Il terzo strato è infatti quello della obbligatorietà di una valutazione numerica con l’uso della tradizionale scala decimale. Questa rivalutazione della scala decimale risponde ad una esigenza giusta che è quella di fare un po’ di chiarezza sui livelli effettivamente raggiunti dagli allievi, dopo anni di buonismo e di nebulosità nel nome del percorso fatto, che hanno permesso lassismo e generato bassi livelli. Ma lo strumento scelto è inadatto; esso risponde alla esigenza permanente italiana di ritorno al buon tempo antico, ma non tiene conto che nel frattempo la scala decimale misurativa è stata nella teoria e nella normativa a livello internazionale soppiantata da una scala a tre o a cinque livelli, che fra l’altro corrisponde alla scala effettivamente usata dagli insegnanti italiani.

Anche PISA nel 2000 era partita per Lettura con una scala a 5 livelli, salvo poi strabordare a 6 con l’indagine del 2003 sulla Matematica.

E del resto chi, se non un sadico, saprebbe descrivere la differenza che intercorre fra un 4, un 3, un 2, un 1 ed uno 0?

L’altro rischio che corre questo ritorno ai voti è quello di annullare nella pratica degli insegnanti la doverosità di motivarli descrivendo i livelli, oltre a quello di alimentare la comprensibile illusione che un incremento delle bocciature migliori il livello della nostra scuola. I paesi che hanno le più alte percentuali di bocciature non hanno necessariamente i livelli più alti di apprendimento e viceversa.
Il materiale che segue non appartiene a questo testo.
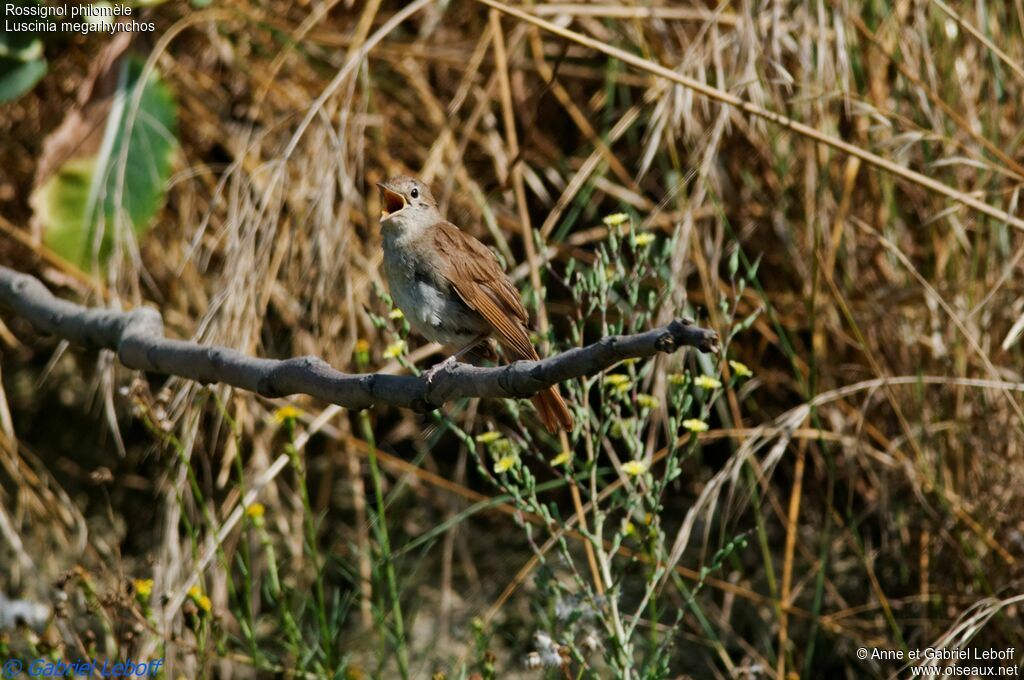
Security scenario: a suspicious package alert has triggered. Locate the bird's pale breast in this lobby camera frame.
[383,229,489,348]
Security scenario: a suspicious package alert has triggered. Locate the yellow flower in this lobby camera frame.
[601,213,630,226]
[604,373,630,394]
[693,376,722,389]
[495,456,519,474]
[637,394,662,410]
[683,418,708,432]
[135,579,153,600]
[355,340,370,366]
[273,406,302,423]
[623,461,647,477]
[729,359,754,378]
[384,340,406,358]
[476,430,502,444]
[551,451,572,465]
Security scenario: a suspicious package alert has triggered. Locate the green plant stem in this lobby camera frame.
[359,411,409,680]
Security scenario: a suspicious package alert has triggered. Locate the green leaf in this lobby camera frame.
[32,58,177,266]
[0,57,46,102]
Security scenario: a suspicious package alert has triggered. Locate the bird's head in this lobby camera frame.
[377,175,440,226]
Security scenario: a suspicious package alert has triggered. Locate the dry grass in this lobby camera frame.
[0,0,1024,678]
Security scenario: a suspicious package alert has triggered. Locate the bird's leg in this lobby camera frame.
[423,333,487,384]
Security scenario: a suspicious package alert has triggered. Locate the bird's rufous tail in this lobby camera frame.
[530,386,572,434]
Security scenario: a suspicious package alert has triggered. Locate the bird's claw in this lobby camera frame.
[423,356,456,385]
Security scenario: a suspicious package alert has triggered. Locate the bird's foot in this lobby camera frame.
[423,356,457,385]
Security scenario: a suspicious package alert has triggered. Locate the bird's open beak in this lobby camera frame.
[377,182,408,222]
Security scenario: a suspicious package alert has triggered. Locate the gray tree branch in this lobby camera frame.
[0,266,719,412]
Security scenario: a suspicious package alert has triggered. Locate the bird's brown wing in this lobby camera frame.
[430,222,539,359]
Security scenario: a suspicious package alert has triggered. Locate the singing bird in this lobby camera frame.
[377,176,572,432]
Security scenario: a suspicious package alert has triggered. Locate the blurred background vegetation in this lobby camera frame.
[0,0,1024,678]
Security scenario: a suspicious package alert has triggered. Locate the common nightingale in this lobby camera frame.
[377,176,572,432]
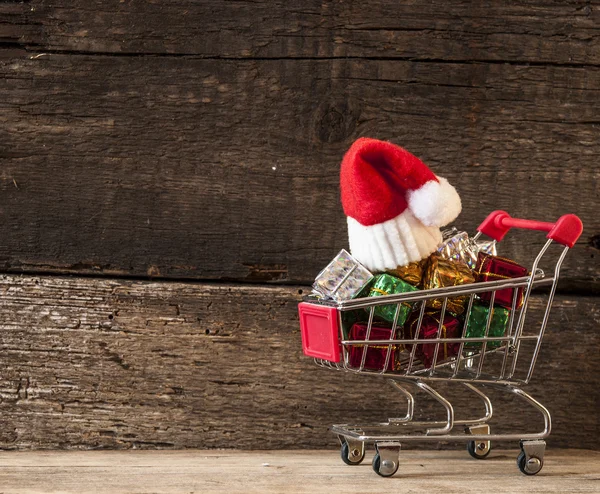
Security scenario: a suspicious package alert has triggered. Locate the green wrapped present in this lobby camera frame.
[369,274,418,326]
[465,303,510,349]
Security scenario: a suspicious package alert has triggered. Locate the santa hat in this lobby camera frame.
[340,138,461,271]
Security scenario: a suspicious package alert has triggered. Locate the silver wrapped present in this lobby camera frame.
[313,249,373,302]
[437,228,497,269]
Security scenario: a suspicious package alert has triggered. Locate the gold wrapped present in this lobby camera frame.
[423,254,475,315]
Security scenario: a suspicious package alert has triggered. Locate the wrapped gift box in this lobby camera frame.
[348,323,403,371]
[475,252,528,309]
[405,312,462,367]
[313,249,373,302]
[369,274,418,326]
[465,303,510,349]
[423,254,475,315]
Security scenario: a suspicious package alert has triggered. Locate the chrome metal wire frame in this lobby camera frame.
[331,382,552,443]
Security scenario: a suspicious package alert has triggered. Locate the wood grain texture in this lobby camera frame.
[0,0,600,65]
[0,53,600,286]
[0,449,600,494]
[0,275,600,449]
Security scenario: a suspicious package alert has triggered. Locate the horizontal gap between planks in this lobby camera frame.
[0,270,600,297]
[0,42,600,69]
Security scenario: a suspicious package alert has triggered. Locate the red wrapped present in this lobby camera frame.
[404,312,462,367]
[475,252,528,309]
[348,323,403,371]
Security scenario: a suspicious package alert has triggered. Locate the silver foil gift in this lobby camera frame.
[313,249,373,302]
[437,228,497,269]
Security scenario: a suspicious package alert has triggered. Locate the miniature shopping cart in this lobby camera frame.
[299,211,583,477]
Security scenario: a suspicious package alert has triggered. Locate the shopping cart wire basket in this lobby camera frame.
[299,211,583,477]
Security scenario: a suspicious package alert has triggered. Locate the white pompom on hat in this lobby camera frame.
[340,137,461,272]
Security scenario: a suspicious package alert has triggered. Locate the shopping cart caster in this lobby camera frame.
[517,441,546,475]
[340,437,365,465]
[373,443,400,477]
[467,425,492,460]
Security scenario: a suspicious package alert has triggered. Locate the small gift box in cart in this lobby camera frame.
[299,211,582,477]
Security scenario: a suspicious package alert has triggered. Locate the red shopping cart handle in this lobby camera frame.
[477,211,583,248]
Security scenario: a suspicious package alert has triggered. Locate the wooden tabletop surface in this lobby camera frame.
[0,450,600,494]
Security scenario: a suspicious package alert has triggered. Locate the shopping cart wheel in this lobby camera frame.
[517,440,546,475]
[466,424,492,460]
[467,441,492,460]
[341,439,365,465]
[373,443,400,477]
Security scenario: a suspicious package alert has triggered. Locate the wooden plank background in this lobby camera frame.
[0,0,600,448]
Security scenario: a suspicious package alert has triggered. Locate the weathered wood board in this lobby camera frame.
[0,449,600,494]
[0,275,600,449]
[0,52,600,284]
[0,0,600,65]
[0,0,600,454]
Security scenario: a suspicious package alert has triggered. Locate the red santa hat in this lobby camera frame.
[340,137,461,272]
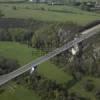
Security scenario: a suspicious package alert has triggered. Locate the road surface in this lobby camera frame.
[0,24,100,85]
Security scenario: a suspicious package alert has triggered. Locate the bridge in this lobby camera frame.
[0,24,100,86]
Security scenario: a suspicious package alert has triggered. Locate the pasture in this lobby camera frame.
[0,3,100,25]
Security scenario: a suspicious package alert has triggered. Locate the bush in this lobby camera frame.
[84,80,95,92]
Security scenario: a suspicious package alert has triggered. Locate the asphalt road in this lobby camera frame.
[0,24,100,85]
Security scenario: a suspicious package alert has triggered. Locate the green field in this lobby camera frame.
[0,3,100,24]
[70,77,100,100]
[0,83,40,100]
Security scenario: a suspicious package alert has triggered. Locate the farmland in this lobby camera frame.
[0,3,100,100]
[0,3,100,24]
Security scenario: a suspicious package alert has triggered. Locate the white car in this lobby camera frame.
[30,66,37,74]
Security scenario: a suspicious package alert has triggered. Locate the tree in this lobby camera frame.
[0,10,4,18]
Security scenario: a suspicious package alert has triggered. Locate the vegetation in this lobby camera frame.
[0,4,100,24]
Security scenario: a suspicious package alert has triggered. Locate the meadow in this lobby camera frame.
[0,3,100,25]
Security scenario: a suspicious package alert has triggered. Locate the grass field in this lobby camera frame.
[70,77,100,100]
[0,3,100,24]
[0,83,40,100]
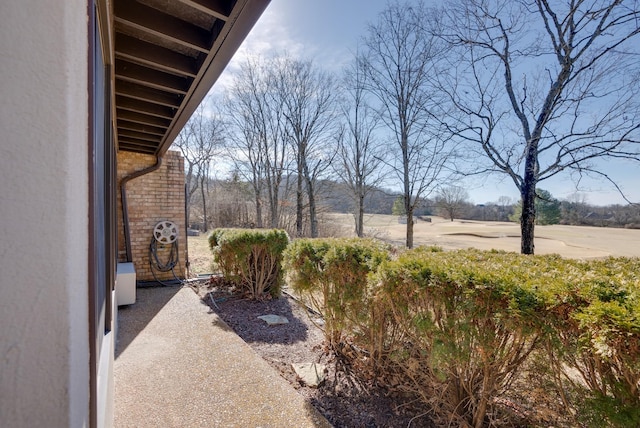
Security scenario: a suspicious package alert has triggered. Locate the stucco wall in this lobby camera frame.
[0,0,89,427]
[118,151,187,281]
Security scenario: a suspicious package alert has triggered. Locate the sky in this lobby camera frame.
[212,0,640,205]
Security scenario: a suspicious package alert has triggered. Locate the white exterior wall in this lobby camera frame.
[0,0,89,427]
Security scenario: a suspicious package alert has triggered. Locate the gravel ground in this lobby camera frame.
[200,285,433,428]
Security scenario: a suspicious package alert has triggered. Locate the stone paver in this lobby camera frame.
[114,287,331,428]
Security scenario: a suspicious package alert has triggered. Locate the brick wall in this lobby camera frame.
[118,151,187,281]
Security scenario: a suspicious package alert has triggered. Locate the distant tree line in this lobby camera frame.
[176,0,640,254]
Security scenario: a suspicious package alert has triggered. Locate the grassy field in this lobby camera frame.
[188,214,640,276]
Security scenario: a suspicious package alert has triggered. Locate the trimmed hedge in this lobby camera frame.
[209,229,289,298]
[285,239,640,427]
[284,238,389,348]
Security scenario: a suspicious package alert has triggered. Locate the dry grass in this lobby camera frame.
[188,213,640,276]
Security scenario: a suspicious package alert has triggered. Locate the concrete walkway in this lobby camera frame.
[114,287,330,428]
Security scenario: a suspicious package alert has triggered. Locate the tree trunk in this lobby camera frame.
[406,204,413,248]
[520,180,536,254]
[356,193,364,238]
[307,182,318,238]
[256,194,262,228]
[200,177,209,232]
[296,168,303,238]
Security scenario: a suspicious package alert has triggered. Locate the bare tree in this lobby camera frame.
[435,0,640,254]
[361,2,452,248]
[225,58,291,228]
[173,102,224,231]
[436,186,469,221]
[333,54,383,237]
[273,56,336,237]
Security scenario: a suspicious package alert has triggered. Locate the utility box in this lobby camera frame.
[116,263,136,306]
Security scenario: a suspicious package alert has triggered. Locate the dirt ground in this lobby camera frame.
[200,284,433,428]
[188,219,640,428]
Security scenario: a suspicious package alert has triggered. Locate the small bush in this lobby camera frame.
[376,249,545,427]
[284,238,389,350]
[209,229,289,298]
[548,258,640,427]
[284,239,640,427]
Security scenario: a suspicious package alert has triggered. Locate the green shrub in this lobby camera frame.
[548,258,640,427]
[284,238,389,350]
[209,229,289,298]
[284,239,640,427]
[376,249,545,427]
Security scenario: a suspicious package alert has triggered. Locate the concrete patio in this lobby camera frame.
[114,287,331,428]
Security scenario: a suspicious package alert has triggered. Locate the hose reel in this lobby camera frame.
[149,220,182,285]
[153,220,178,244]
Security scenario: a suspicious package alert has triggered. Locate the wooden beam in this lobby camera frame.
[114,0,211,53]
[118,145,156,154]
[115,79,184,108]
[116,108,171,128]
[178,0,231,21]
[116,33,198,77]
[116,95,176,120]
[115,59,192,95]
[117,119,167,137]
[118,129,161,146]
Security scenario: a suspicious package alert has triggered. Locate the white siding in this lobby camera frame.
[0,0,89,427]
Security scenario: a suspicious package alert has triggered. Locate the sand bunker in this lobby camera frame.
[324,214,640,259]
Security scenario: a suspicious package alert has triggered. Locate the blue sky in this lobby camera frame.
[212,0,640,205]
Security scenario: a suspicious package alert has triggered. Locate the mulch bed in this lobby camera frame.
[199,281,434,428]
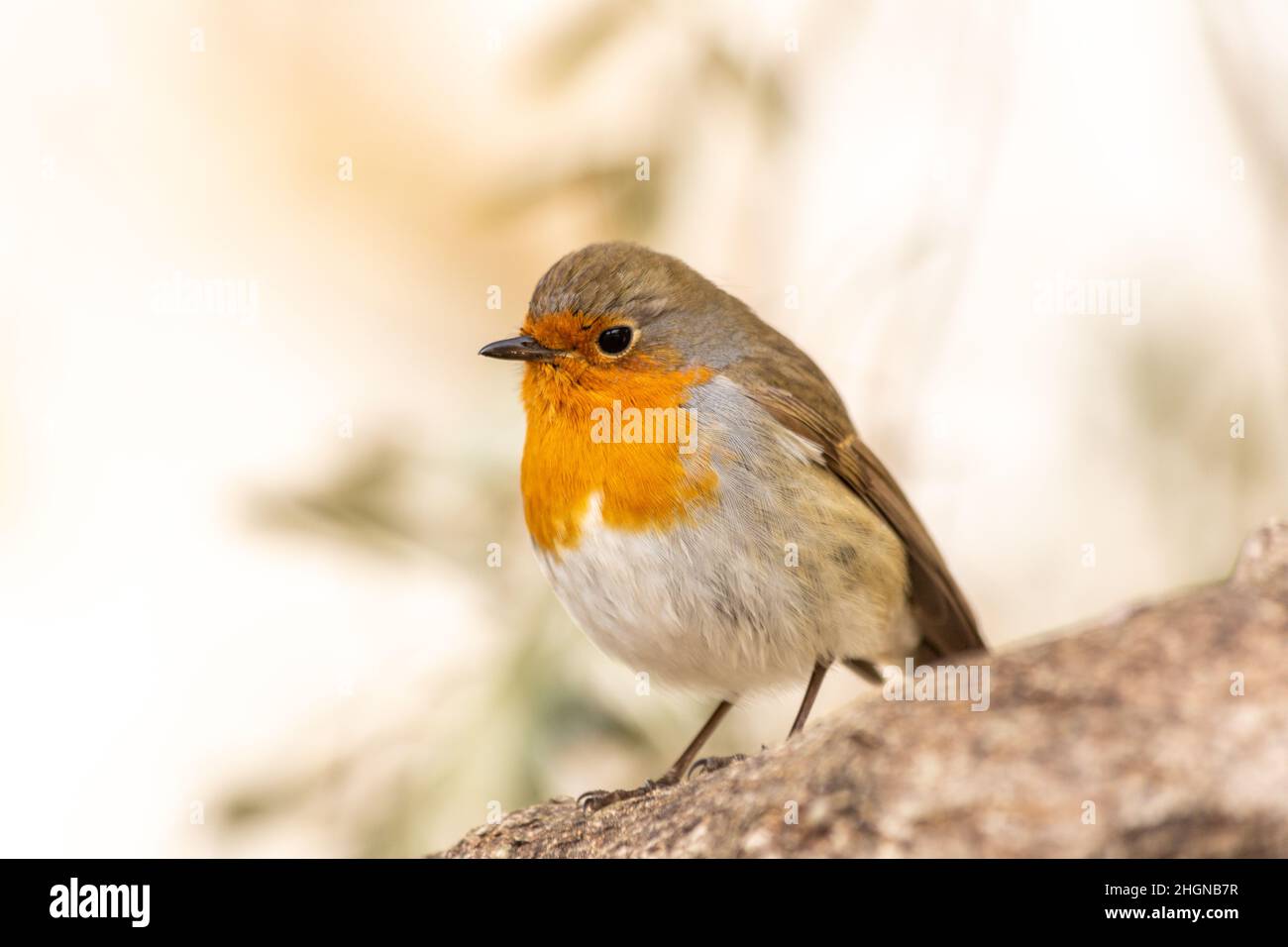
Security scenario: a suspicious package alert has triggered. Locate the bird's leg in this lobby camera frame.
[787,661,829,740]
[577,701,733,811]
Il futuro viene invece in questo Regolamento incarnato dalla valutazione standardizzata esterna collocata per ora solo nell’esame di terza media. Spesso presa sotto gamba dalle scuole nell’anno precedente, ora viene definitivamente collocata nella struttura dell’esame, con anche la simbolica attribuzione della percentuale del 15%. Due altri elementi rendono questo esame più significativo dal punto di vista della effettiva capacità valutativa e certificativa: la scelta delle materie su cui svolgerlo, che darà di fatto delle priorità alle materie ritenute cruciali; e la definizione della percentuale da attribuire alle prove e al percorso dell’allievo. Non che questo non si facesse in passato, ma il più chiaro assetto delle percentuali aiuta ad uscire dal nebuloso buonismo di certi giudizi.

Anche qui sarebbe un errore pensare che un incremento delle bocciature innalzerebbe di per sé solo i livelli di apprendimento; l’unione però di una valutazione più attendibile con uno strumento realistico di certificazione delle effettive competenze possedute potrebbe consentire di garantire passaggi senza i soliti falsi in atti di ufficio.

Tutta questa ginnastica intorno ad un esame di scarsa rilevanza effettiva quale quello di terza media, in un paese in cui non c’è l’orientamento obbligatorio, non si capisce, se non in previsione di un simile mutamento anche per la maturità.

Facili profeti furono coloro che prevedevano una apertura in questo senso: è di pochi giorni fa il lancio su youtube da parte del Ministro Gelmini di questa ipotesi, insieme con la informazione sulle materie dell’esame 2009.

Del resto la scuola, di fronte alla evidente inattendibilità dei voti di maturità certificata dall’inflazione di 100 e lode al Sud e dal fatto che il livello di questi voti è distribuito territorialmente in modo opposto a quello dei risultati PISA, ha due strade dinnanzi a sé: o accetta delle iniezioni di calcestruzzo nelle sue prove finali; o rischia di vedere affidata all’esterno le certificazioni che contano, come già succede per l’informatica e le lingue straniere.